FWIW, I once had the same opinion as you about best doing all parsing as early as possible, but djasper convinced me that the split was a good idea, and in the end, I think it turns out to be significantly less brittle to do more complex annotation in TokenAnnotator. E.g. we now have a lookahead limit of 50, which seems rather arbitrary, while in TokenAnnotator we could simply limit lookahead towards the current UnwrappedLine. Similarly, in TokenAnnotator, we already have all the parens connected, so we could simply look from requires l_paren to the corresponding r_paren and whether the next token is an l_brace. If I can find a bit of time I'll take an attempt at implementing it.
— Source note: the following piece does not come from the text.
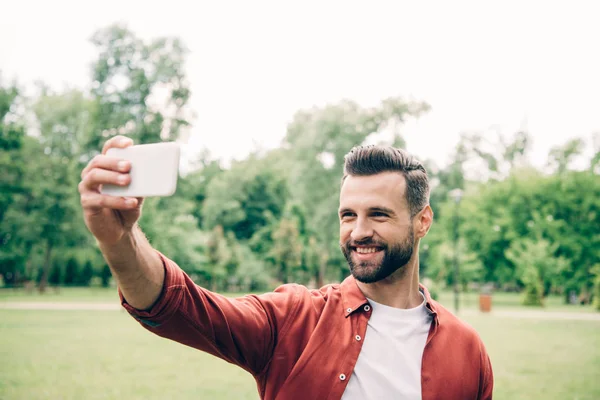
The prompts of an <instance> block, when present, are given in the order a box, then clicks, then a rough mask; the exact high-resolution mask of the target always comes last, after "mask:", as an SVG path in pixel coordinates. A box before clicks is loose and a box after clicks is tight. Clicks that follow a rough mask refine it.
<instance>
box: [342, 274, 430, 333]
mask: <svg viewBox="0 0 600 400" xmlns="http://www.w3.org/2000/svg"><path fill="white" fill-rule="evenodd" d="M340 289H341V292H342V304H343V305H344V316H345V317H348V316H349V315H350V314H352V313H353V312H355V311H356V310H358V309H359V308H361V307H362V306H364V305H365V304H368V300H367V298H366V297H365V295H364V294H363V292H362V291H361V290H360V289H359V287H358V285H357V284H356V280H355V279H354V277H353V276H352V275H350V276H348V277H347V278H346V279H344V281H343V282H342V283H341V285H340ZM419 289H420V290H421V293H423V296H425V307H427V310H428V311H429V313H430V314H431V315H433V317H434V319H435V320H436V323H437V324H439V322H440V321H439V318H438V311H437V307H436V303H435V302H434V301H433V300H432V299H431V295H430V294H429V290H427V288H426V287H425V286H423V284H421V283H419Z"/></svg>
Your commit is in my view a an example of making that maintaining a bit harder, it didn't went through review, had you not posted it here I'd never seen it. LLVM receives to many commits to scan them for changes in clang-format. And as someone who isn't that long involved in clang-format I think there is an overview really missing.
For non-functional clean-ups generally llvm doesn't require pre-commit review - I did communicate here so people involved in the original change wouldn't miss the clean-up. I do agree that what commits to pre-review is a fine line, and usually try to err on the side of pre-review; I'll take your feedback into consideration for future changes.
Regarding a better overview, you're 100% right. This is something we've definitely not been good enough and we need to get better at.